PXC_TextOutA and PCX_PointF

Post by jeffp »

It looks like the y coordinate of PCX_PointF starts from the bottom and moves up rather than most points I deal with that start and the top and move down.

Is there anyway to make PCX_PointF.y = 0 mean the top of the page and not the bottom of the page?

The problem with PCX_PointF.y = 0 meaning the bottom of the page is that I always have to know the height of the overall page to convert the coordinates given me by my ocr engine or other apps.
jeffp
User
Posts: 914
Joined: Wed Sep 30, 2009 6:53 pm

Re: PXC_TextOutA and PCX_PointF

Post by jeffp »

Ok. Now I'm more confused. In the PXCp_PageGetBox example below it appears that the Height is calculated by Bottom - Top meaning the the y coordinate starts at 0 at the top and not the bottom.

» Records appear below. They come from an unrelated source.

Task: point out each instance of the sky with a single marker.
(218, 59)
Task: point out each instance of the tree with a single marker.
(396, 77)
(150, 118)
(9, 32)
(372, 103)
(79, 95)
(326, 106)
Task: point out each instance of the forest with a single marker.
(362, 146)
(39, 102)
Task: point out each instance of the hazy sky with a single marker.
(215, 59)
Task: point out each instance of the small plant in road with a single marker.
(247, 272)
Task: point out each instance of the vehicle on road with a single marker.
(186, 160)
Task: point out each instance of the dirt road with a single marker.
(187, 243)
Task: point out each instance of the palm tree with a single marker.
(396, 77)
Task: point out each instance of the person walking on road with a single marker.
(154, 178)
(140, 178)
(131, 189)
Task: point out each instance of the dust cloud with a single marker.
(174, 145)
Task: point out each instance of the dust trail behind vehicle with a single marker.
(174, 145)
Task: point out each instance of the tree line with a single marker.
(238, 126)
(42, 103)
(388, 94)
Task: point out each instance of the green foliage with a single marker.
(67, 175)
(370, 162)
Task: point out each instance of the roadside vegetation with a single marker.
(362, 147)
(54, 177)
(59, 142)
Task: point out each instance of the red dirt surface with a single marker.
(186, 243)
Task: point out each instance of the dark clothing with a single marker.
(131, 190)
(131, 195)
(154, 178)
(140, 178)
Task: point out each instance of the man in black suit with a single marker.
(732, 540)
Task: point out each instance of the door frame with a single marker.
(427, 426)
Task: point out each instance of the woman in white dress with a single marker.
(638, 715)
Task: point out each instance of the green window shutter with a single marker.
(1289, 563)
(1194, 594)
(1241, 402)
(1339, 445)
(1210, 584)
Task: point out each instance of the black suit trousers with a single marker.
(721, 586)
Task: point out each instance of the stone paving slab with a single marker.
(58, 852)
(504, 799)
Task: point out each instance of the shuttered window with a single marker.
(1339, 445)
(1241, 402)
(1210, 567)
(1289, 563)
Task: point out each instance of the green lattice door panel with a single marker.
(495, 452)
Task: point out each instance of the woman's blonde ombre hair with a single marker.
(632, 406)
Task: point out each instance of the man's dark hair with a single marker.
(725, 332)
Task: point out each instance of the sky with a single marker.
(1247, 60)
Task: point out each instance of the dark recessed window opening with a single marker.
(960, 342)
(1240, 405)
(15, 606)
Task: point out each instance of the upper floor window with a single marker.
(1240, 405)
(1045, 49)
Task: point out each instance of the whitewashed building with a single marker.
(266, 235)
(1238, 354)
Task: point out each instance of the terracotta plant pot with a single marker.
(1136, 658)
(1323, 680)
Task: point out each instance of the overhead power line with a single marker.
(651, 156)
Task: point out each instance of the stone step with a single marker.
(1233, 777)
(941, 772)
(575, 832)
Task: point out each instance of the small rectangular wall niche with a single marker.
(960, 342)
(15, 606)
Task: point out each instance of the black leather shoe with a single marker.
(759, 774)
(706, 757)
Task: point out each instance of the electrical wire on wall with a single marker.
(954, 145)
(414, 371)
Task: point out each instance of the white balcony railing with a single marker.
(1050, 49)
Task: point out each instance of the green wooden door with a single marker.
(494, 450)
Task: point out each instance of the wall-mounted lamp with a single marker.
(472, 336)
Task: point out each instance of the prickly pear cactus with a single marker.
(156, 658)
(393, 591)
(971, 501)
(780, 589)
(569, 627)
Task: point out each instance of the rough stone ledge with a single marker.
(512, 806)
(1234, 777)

However, when I run the procedure I get Bottom = 0 and Top = 792 which would indicate the opposite.

I'm using Delphi. How is the y coordinate calculated?

Code: Select all


PXCp_PageGetBox

 PDFDocument  hDocument;

  PXC_RectF    MediaBox = {0};

  // Retrieve the width and height of the first page in the document:

  HRESULT res = PXCp_PageGetBox(hDocument, 0, PB_MediaBox, &PageRect);

  if (IS_DS_FAILED(res))

  {

      // Report an error

  }

  double width  = MediaBox.right - MediaBox.left;

[b]  double height = MediaBox.bottom - MediaBox.top;[/b]

  ...

  // Clean up

  PXCp_Delete(hDocument);


Walter-Tracker Supp
User
Posts: 381
Joined: Mon Jun 13, 2011 5:10 pm

Re: PXC_TextOutA and PCX_PointF

Post by Walter-Tracker Supp »

I will assume that is an error in the help document, as PDF coordinates are indeed with the origin at the bottom left (similar to normal mathematical / cartesian coordinates, and opposite from windows API screen coordinates which begin at 0,0 in the top left and increase as you go down). The function PXC_GetPageSize() returns the equivalent dimensions as PXCp_PageGetBox() when you pass PB_MediaBox as in the example.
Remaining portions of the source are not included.